Effects of E‐cadherin ( CDH1 ) gene promoter polymorphisms on the risk and clinicopathological development of hepatocellular carcinoma

Background and Objectives Hepatocellular carcinoma (HCC) is one of the most frequent malignant neoplasms worldwide, and is the second leading cause of cancer death in Taiwan. E‐cadherin is an epithelial cell adhesion molecule, and decreased E‐cadherin expression in HCC is associated with a poor prognosis. This study investigates the effects of single nucleotide polymorphisms (SNPs) in the E‐cadherin/CDH1 gene promoter on the risk and clinicopathological characteristics of HCC Methods 131 HCC patients and 347 controls were recruited for this study. Genetic polymorphisms of CDH1 ‐160 and ‐347 were analyzed by PCR‐RFLP genotyping analysis. Results After adjusting for other confounders, results show that individuals with the CDH1 ‐347G/GA or GA/GA polymorphic genotypes had a significantly higher risk of developing HCC than those with the wild‐type (G/G) genotype (adjusted odds ratio = 2.477; 95%CI: 1.421–4.319).
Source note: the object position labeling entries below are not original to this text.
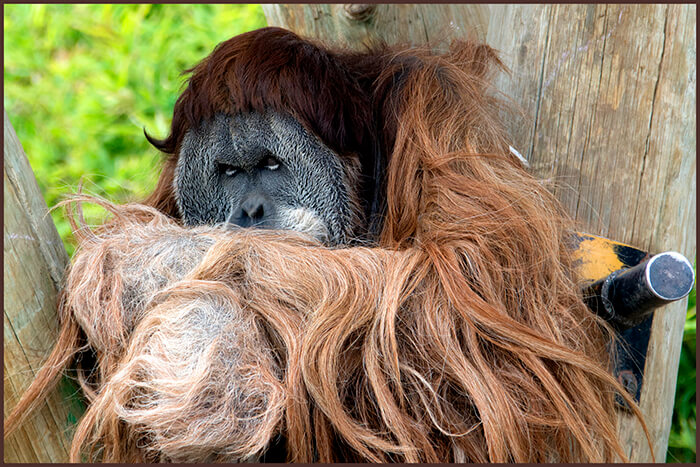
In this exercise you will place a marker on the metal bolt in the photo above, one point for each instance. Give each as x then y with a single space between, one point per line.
628 381
360 11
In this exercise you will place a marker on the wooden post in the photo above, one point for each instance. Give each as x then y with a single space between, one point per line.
607 94
34 263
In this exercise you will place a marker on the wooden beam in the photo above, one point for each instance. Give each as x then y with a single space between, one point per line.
34 263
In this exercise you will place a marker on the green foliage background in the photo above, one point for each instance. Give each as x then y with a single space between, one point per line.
83 81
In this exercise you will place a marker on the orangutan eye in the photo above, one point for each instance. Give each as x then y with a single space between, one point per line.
271 163
228 170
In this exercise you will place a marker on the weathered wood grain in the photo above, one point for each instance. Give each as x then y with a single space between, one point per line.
34 262
606 100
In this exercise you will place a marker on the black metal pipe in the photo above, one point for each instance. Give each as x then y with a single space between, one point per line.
627 296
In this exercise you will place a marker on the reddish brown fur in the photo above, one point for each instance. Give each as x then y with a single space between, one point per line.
461 336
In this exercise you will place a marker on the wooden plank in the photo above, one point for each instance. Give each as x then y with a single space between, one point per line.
34 262
606 112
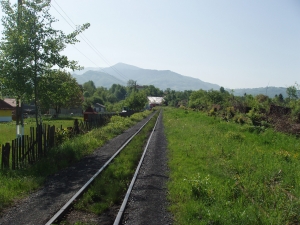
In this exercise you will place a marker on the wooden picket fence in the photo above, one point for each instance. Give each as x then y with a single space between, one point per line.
28 149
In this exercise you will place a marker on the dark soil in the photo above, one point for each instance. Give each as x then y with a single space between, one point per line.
149 192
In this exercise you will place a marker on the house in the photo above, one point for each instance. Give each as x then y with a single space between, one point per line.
154 101
99 108
6 110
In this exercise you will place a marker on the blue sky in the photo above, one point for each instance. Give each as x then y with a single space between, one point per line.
232 43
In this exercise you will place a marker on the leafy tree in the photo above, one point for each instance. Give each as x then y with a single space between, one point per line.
151 90
31 47
292 92
89 87
222 90
60 90
136 100
118 91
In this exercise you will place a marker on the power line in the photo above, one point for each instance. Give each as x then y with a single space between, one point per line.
85 39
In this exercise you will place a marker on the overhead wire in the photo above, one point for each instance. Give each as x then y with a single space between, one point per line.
85 39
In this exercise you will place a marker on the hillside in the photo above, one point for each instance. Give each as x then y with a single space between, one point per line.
99 78
270 91
162 79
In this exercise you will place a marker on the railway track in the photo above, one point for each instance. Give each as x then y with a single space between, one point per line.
61 188
56 218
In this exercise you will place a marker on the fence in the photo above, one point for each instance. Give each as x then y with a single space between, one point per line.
28 149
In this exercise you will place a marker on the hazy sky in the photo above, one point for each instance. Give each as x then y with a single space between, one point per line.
232 43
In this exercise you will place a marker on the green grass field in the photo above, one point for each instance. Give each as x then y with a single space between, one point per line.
225 173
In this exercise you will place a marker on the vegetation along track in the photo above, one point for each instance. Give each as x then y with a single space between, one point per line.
60 188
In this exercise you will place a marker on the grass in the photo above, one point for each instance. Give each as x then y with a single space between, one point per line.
109 188
225 173
15 185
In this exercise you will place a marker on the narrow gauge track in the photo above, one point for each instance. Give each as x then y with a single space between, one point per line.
66 207
41 205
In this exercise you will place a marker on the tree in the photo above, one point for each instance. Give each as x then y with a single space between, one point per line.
60 90
89 87
136 100
292 92
31 47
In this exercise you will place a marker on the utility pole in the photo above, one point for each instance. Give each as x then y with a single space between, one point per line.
19 111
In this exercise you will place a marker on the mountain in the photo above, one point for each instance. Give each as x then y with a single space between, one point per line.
80 72
269 91
99 78
161 79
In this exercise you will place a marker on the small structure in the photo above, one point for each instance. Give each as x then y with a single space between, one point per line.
6 110
99 108
87 112
155 101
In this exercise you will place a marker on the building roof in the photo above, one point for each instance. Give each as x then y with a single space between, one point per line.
99 105
11 101
5 105
155 100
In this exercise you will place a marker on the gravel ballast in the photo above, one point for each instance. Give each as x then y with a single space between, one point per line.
40 206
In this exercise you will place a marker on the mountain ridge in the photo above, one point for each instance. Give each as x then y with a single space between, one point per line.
120 73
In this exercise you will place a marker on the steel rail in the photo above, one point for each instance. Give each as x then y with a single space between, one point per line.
122 208
82 189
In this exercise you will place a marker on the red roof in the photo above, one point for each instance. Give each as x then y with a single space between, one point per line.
5 105
11 101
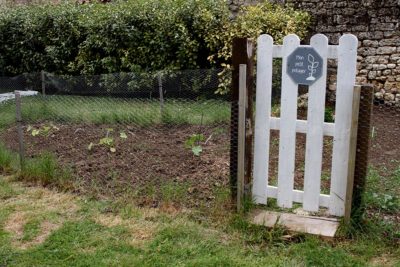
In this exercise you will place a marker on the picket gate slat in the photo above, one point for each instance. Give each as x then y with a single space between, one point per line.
315 119
263 113
347 60
287 144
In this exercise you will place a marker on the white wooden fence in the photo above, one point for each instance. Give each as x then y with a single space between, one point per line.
314 127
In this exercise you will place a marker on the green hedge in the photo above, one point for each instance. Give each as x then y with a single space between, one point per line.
133 35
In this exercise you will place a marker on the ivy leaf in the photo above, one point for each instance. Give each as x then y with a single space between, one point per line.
197 150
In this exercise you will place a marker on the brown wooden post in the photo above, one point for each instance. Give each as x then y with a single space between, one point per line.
362 152
19 129
352 154
242 53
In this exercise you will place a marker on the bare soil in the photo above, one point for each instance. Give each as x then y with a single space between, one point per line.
152 157
147 159
385 145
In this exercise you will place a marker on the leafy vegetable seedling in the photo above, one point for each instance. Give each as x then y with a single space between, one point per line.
193 143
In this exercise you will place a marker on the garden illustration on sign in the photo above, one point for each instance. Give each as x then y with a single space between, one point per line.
304 66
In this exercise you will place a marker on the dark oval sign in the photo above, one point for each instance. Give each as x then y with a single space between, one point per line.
304 65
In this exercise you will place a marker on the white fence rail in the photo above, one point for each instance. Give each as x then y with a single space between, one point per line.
314 127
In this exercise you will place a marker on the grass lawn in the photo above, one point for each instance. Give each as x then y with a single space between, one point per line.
105 110
43 227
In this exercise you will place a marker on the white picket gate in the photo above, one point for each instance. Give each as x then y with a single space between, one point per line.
314 127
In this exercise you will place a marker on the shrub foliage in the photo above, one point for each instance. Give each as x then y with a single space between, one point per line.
133 35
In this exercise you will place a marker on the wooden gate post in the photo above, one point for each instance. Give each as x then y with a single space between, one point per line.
19 129
362 152
242 53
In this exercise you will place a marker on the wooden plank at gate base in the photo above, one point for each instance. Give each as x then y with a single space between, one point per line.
347 59
306 224
301 126
263 114
298 196
315 137
287 138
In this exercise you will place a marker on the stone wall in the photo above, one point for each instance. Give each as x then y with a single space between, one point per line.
376 23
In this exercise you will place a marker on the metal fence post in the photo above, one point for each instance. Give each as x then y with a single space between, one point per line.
160 91
362 152
241 136
19 128
242 53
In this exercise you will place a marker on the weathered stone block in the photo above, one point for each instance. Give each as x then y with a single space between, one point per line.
386 50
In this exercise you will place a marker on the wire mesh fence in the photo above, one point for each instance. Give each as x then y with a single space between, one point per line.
148 134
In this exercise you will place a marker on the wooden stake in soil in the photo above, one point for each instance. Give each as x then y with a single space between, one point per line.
19 127
243 53
160 91
241 136
352 154
362 153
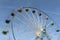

Furthermore, patients with HCC with at least one mutant A allele of CDH1 ‐160 had a 4.031‐fold risk of progressing to stage III or IV. Conclusions This study shows that SNPs in CDH1 ‐347 gene are associated with an increased risk of HCC, and at least one mutant A allele of CDH1 ‐160 gene is associated with the development of stage III or IV of HCC in Taiwanese. J. Surg. Oncol. 2011; 104:299–304. © 2011 Wiley‐Liss, Inc.